A Simple Fetch Execute Cycle

"Describe the fetch/execute cycle in a typical CPU system"

Introduction
Think of when you start your car!. To produce motion, the engine must go through four unique cycles: Intake Fuel / Compression / Ignition / Expel Exhaust .If this order were to altered or ignored, the engine would stop operations quite quickly.

The same may be said of a CPU. There are three ( or four ) stages which must occur for information to pulled across the address and data bus.

Fetch / Execute Cycle
Every computer system must retrieve and replace data through it's bus systems based on a carefully sequenced set of actions ( or "states" ) This process is called the fetch/execute cycle, and is fundamental to the operation of the computer system.

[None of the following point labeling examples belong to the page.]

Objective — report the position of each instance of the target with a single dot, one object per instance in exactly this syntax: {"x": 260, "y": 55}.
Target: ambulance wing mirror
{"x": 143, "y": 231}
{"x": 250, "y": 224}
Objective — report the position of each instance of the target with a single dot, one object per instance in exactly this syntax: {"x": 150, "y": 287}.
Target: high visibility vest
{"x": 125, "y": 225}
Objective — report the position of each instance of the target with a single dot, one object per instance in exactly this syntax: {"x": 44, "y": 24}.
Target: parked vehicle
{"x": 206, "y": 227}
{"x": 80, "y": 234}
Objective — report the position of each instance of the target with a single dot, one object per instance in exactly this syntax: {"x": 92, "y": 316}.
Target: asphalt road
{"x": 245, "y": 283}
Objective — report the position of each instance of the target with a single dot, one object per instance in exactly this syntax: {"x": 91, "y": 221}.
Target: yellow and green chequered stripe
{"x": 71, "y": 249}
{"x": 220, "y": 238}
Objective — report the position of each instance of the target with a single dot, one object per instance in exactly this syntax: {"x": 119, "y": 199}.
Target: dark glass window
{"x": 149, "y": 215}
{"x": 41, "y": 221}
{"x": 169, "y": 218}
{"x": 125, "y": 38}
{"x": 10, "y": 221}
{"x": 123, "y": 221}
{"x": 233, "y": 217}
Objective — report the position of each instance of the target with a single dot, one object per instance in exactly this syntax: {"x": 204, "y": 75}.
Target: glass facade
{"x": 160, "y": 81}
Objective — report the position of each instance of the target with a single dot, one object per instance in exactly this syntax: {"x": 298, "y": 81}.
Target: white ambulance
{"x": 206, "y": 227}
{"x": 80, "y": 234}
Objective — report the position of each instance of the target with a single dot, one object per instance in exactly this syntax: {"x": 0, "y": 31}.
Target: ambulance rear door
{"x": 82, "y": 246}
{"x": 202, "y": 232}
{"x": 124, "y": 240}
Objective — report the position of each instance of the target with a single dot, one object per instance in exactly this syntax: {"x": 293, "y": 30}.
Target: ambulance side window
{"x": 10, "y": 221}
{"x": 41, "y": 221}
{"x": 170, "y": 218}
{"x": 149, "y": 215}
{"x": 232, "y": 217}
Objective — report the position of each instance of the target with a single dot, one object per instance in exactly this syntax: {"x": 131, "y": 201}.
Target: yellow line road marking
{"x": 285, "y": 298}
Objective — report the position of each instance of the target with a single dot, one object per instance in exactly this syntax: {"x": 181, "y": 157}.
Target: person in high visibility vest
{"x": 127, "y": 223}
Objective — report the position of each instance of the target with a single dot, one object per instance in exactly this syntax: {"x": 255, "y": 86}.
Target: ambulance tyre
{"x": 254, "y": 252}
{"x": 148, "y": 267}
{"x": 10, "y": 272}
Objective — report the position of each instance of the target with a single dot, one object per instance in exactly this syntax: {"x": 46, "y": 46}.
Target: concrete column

A READ operation uses three T-states :

T1: CPU puts the address on the address bus
T2: CPU Asserts the READ lead
T3: Data is put on the data bus ( by Memory or IO ) and is read into the CPU

For a WRITE operation also need three T-states::

T1: CPU puts the address on the address bus
T2: CPU puts data on the data bus and asserts write lead
T3: Device being accessed ( memory or IO ) accepts data

An INSTRUCTION FETCH ( where the CPU gathers and instruction from memory ) needs four T-states:

T1: CPU puts the address on the address bus
T2: CPU Asserts the READ lead
T3: Data is put on the data bus ( by Memory or IO ) and is read into the CPU
T4: Instruction is now inside the CPU and is interprated


Each one of these T-states occur for exactly one clock cycle, and the three or four states combined is called a "machine cycle".